L'histoire :
Dans son bureau de Pau, en 1903, la vieille Eliza Huc rédige ses mémoires. Elle se souvient de sa jeunesse. En 1846, à l’âge de 18 ans, la mère supérieur du couvent dans lequel elle est internée, lui donne sa bénédiction pour sortir. Son grand-père vient la récupérer en charrette à la sortie de l’établissement. Eliza est moyennement ravie de revoir sa sale bobine. Mais en l’absence de son père, rentré à Paris pour raisons de santé, c’est lui qui dirige la plantation de canne à sucre. Chemin faisant, ils passent le long du port, sous un soleil radieux. Eliza assiste de loin au débarquement d’une grosse cuve dorée, destinée à la nouvelle usine concurrente. Dès lors, elle n’aura de cesse de vouloir voir cette usine, que le grand-père ne tient guère en estime. Mais Eliza a du caractère et elle tient tête à son grand-père. En faisant un tour à cheval de la plantation, elle constate que les méthodes sont toujours aussi barbares. Les contremaîtres fouettent les esclaves pour optimiser les rendements. Son regard croise alors celui d’un jeune marron, qui ne la laisse pas insensible. Elle s’arrange pour l’observer durant sa baignade dès le lendemain, perchée dans un arbre. Ils font connaissance et passent un deal. Elle veut qu’il lui fasse visiter l’usine ; il veut des chaussures…

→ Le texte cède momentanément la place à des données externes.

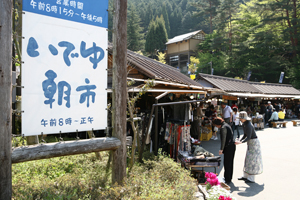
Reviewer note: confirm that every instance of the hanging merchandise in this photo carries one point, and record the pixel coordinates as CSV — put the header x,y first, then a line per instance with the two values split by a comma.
x,y
149,131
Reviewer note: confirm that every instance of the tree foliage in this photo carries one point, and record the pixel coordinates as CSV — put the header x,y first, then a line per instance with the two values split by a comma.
x,y
261,36
135,37
156,36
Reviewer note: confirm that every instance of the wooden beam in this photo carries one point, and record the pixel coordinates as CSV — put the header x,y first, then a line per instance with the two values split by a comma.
x,y
5,98
51,150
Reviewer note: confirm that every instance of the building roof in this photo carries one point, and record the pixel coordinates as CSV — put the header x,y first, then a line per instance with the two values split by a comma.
x,y
273,88
229,84
183,37
158,71
235,85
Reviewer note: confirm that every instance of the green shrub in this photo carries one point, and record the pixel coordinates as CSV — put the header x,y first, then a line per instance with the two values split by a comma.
x,y
85,177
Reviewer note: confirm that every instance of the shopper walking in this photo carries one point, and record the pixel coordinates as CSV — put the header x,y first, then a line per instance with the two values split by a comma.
x,y
214,129
274,117
236,122
253,162
226,113
227,147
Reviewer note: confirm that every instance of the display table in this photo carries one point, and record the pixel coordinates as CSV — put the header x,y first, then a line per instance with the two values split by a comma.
x,y
193,163
197,165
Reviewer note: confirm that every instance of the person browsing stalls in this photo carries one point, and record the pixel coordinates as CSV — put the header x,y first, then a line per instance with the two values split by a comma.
x,y
226,113
253,162
227,147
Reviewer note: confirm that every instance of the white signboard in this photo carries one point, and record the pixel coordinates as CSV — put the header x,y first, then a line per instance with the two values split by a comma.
x,y
64,70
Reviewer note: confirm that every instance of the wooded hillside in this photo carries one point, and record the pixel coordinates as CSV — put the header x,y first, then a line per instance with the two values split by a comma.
x,y
243,37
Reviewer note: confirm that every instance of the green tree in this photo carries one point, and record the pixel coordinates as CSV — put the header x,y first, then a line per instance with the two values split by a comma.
x,y
161,33
135,39
166,17
150,45
207,8
156,36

Ce qu'on en pense sur la planète BD :
Avec ce premier volume des Maîtres des îles, le scénariste Stéphane Piatzszek et le dessinateur Gilles Mezzomo offrent à leurs lecteurs une plongée historique dans les toutes dernières années de l’esclavagisme en France, ou plus précisément dans les colonies. Pour rappel culturel, l’esclavage fut aboli une première fois en 1794, puis partiellement rétabli par Napoléon (dans les colonies), puis totalement aboli en avril 1848. A travers cette première partie du diptyque prévu, la reconstitution historique est d’autant plus agréable que les latitudes sont exotiques, la météo au beau fixe et que le guide est une fraîche et dynamique jeune femme. Le romantisme teinté de tragédie pour teinte de fond ajoutent encore au souffle de l’épopée. Nous voici en effet en 1845 à la Martinique, aux côtés d’une Eliza Huc de caractère, dont le désir d’indépendance et de liberté sont quasi anachroniques au regard de son éducation religieuse et des mœurs de son temps. Elle défie son grand-père, totalement réac et violent, s’amourache d’un « neg’ » et subit de graves désillusions… La documentation est sérieuse, ça se sent autant à travers les dialogues (certains en créole, traduits) que dans la mise en scène de Mezzomo, pour une immersion crédible et poignante, sur 62 planches.